Examples and Real-World Applications

Example 1: Credit Scoring and Gender Bias

Imagine a bank model that predicts credit risk. A global PDP might show that as “Annual Income” increases, “Default Probability” decreases. However, an ICE plot might reveal that for a specific subgroup (e.g., applicants with low credit history), increasing income has almost no effect on the prediction, whereas for others, it is highly impactful. If the lines split drastically based on a sensitive attribute like gender, the ICE plot provides immediate, visual evidence of disparate impact that a standard performance report would hide.

Example 2: Healthcare Diagnostic Models

Consider a model predicting the risk of a post-operative complication based on “Dosage of Medication X.” A standard PDP might suggest that increasing the dosage is generally safe. However, an ICE plot might show a sudden, sharp spike in risk for a subset of patients who have a specific, pre-existing condition (which the model learned as an interaction). Detecting this in development prevents the deployment of a model that could harm a vulnerable minority of patients.

Common Mistakes

Ignoring Interaction Effects: If you only look at the average (the PDP) and ignore the spread of the ICE lines, you are essentially ignoring the most dangerous parts of your model. Always check for non-parallel lines.
Scaling Overload: If your dataset has 100,000 rows, plotting 100,000 lines will result in an illegible mess. Actionable tip: Use a random sample of 100–500 instances to visualize the ICE plot. This captures the variance without overwhelming the viewer.
Ignoring Correlated Features: ICE plots assume that you can change one feature while keeping others constant. If two features are highly correlated (e.g., “Years of Experience” and “Age”), changing one while holding the other constant creates “impossible” data points (e.g., a 20-year-old with 40 years of experience). This can lead to misleading extrapolations.

Advanced Tips

To extract the most value from ICE plots, consider these advanced strategies:

The power of an ICE plot isn’t just in the visualization; it’s in the hypothesis generation. When you see a cluster of lines behaving differently, query those specific rows. Are they all from the same geographic region? Do they all have missing data in a specific field? Treat the plot as a diagnostic map for your feature engineering pipeline.

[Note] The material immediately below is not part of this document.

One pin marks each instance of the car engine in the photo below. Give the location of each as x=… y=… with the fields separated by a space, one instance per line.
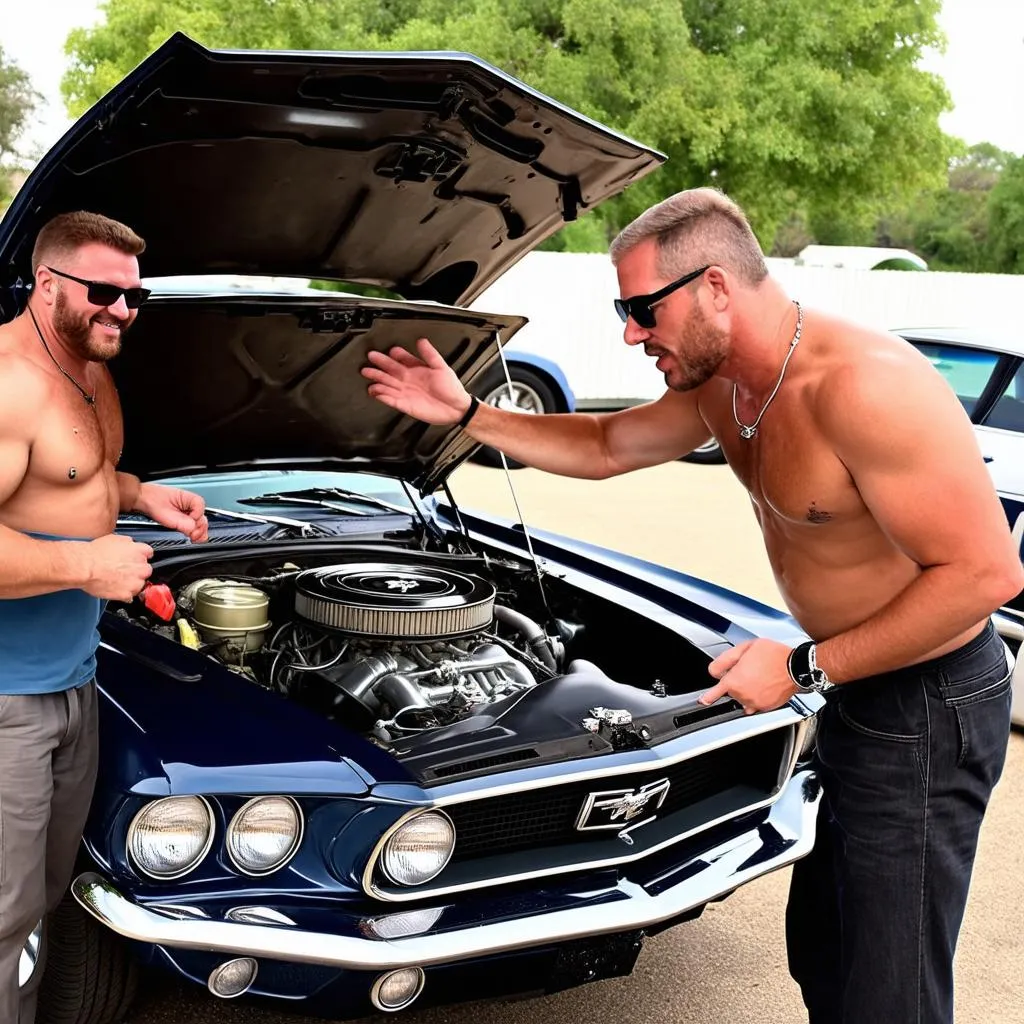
x=395 y=649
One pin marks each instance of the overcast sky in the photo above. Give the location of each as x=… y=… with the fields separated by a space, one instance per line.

Use Derivative ICE Plots: If you are working with non-linear models like Gradient Boosting or Neural Networks, the “slope” of the lines in the ICE plot tells you the marginal change in prediction. Plotting the derivative of these lines can help you identify threshold points where the model’s “decision logic” suddenly switches, providing insight into the model’s sensitivity at specific intervals.

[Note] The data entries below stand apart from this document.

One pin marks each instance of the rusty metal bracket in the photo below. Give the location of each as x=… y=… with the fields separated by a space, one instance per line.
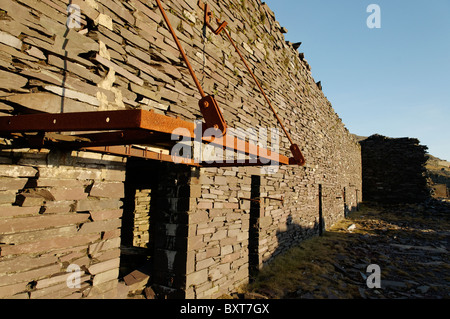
x=295 y=149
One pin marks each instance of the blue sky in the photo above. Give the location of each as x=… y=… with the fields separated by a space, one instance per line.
x=393 y=80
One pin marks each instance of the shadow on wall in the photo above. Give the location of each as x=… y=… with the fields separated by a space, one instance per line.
x=293 y=235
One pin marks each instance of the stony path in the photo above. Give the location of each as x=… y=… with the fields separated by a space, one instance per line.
x=409 y=243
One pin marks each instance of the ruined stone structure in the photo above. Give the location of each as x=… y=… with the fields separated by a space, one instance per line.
x=201 y=231
x=394 y=170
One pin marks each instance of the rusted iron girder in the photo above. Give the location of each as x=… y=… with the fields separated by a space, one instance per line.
x=295 y=149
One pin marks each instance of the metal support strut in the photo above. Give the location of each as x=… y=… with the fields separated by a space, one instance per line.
x=298 y=156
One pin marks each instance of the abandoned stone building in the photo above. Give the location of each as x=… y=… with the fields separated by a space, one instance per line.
x=93 y=205
x=393 y=170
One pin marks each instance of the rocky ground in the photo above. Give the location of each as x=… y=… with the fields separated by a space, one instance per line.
x=409 y=243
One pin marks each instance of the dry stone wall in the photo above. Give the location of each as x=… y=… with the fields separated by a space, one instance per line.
x=57 y=210
x=122 y=57
x=394 y=170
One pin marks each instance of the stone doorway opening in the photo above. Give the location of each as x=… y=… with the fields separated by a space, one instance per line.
x=155 y=226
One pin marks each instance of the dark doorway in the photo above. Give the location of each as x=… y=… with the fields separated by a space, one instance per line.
x=154 y=223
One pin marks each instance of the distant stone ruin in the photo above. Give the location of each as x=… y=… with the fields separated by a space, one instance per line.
x=393 y=170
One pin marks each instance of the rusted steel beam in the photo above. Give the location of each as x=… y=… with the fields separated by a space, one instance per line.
x=247 y=148
x=131 y=151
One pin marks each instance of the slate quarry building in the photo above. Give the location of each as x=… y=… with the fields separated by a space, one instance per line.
x=93 y=205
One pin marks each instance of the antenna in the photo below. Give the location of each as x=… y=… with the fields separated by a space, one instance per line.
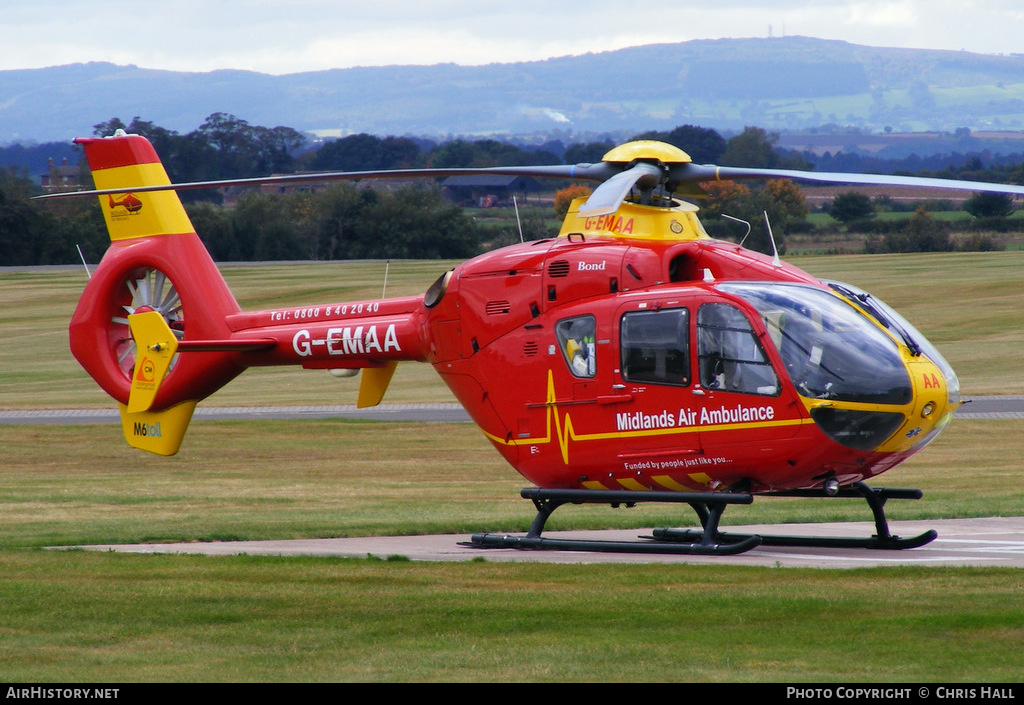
x=742 y=221
x=517 y=221
x=84 y=263
x=774 y=257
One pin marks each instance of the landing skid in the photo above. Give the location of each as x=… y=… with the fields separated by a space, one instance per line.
x=708 y=540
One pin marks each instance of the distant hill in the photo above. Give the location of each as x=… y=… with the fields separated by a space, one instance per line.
x=777 y=83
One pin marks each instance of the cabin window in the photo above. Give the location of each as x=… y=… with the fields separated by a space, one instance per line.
x=655 y=346
x=729 y=356
x=576 y=339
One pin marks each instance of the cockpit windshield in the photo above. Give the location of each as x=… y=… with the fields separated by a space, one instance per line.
x=900 y=327
x=829 y=349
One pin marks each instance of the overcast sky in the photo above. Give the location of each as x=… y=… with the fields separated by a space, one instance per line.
x=284 y=37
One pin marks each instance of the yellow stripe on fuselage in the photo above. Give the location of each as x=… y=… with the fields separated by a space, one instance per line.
x=137 y=215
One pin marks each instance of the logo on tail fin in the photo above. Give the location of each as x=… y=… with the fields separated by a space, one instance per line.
x=129 y=203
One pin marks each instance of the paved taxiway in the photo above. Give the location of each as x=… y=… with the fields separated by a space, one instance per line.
x=996 y=542
x=993 y=541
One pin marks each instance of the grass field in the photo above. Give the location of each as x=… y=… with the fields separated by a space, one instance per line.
x=78 y=616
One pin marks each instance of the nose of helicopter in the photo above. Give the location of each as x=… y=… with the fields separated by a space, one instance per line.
x=936 y=398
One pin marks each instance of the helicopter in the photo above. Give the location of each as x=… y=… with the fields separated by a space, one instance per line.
x=630 y=359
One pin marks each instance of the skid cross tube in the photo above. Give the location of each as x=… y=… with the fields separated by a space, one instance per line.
x=709 y=506
x=876 y=497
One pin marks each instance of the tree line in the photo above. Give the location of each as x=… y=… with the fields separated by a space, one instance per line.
x=351 y=221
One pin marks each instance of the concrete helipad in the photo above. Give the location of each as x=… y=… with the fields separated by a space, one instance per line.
x=995 y=541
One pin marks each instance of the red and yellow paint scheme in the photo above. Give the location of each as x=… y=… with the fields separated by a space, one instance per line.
x=632 y=351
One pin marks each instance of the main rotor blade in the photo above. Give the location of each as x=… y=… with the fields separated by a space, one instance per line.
x=607 y=197
x=590 y=172
x=709 y=172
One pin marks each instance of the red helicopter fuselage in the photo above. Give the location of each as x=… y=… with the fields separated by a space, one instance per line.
x=630 y=353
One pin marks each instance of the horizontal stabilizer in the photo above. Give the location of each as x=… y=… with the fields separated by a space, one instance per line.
x=374 y=383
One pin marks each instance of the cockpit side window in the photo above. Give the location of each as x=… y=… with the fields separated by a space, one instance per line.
x=654 y=346
x=728 y=354
x=576 y=339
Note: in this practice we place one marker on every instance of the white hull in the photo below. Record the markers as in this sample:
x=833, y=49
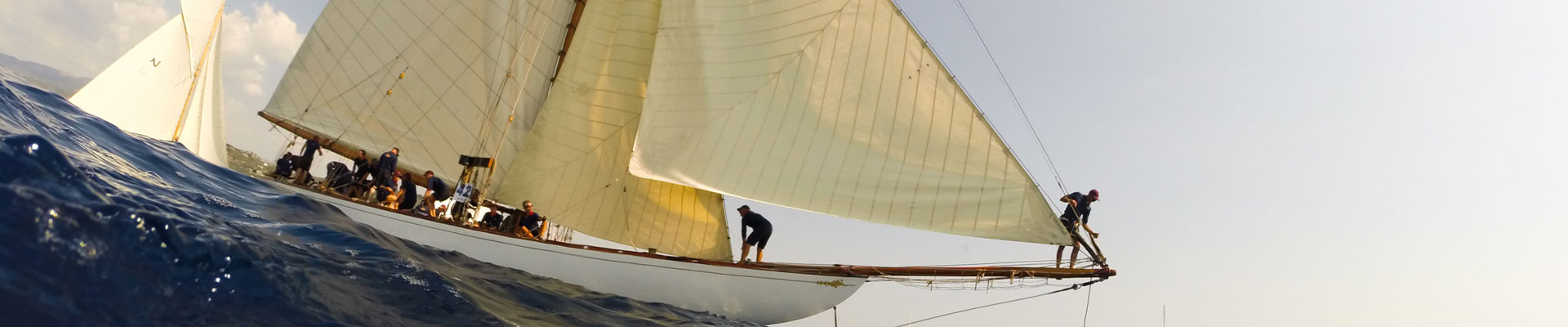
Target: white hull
x=746, y=294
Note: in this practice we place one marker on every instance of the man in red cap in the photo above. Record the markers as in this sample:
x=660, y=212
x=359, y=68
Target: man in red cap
x=1076, y=214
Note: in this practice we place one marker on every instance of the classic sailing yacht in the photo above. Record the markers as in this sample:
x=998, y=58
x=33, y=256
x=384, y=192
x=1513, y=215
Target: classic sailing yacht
x=168, y=85
x=632, y=119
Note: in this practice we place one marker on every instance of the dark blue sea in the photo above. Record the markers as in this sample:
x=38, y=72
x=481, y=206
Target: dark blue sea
x=105, y=228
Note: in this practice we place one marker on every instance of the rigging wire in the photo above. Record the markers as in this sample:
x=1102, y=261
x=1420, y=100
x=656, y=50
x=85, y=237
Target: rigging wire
x=1010, y=93
x=1085, y=306
x=1063, y=289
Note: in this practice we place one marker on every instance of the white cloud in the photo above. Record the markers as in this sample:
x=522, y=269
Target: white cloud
x=253, y=44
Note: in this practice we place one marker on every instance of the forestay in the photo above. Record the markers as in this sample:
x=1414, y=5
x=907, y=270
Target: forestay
x=168, y=85
x=436, y=79
x=574, y=164
x=831, y=105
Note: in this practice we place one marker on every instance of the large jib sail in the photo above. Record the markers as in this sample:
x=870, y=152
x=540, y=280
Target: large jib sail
x=436, y=79
x=577, y=153
x=836, y=107
x=168, y=85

Combine with Clustering: If you have thousands of observations, use clustering (like K-Means) on the ICE lines themselves. This groups similar “model behaviors” together, allowing you to summarize the variance into a few distinct “profiles” rather than trying to interpret hundreds of individual lines at once.

Conclusion

In an era where “black-box” models are increasingly scrutinized, transparency is not a luxury—it is a functional requirement. Relying on average model behavior is a shortcut that leaves your organization vulnerable to hidden biases, overlooked interactions, and poor decision-making at the edge cases of your data.

ICE plots bridge the gap between model performance and model accountability. They force us to move beyond the comfort of the average and look directly at how our algorithms treat individuals. By implementing ICE plots, you don’t just build models that perform better; you build systems that you can actually explain, defend, and trust. Start by sampling your data, visualizing the variations, and questioning the anomalies. The insights you find may just change the way you build your next model.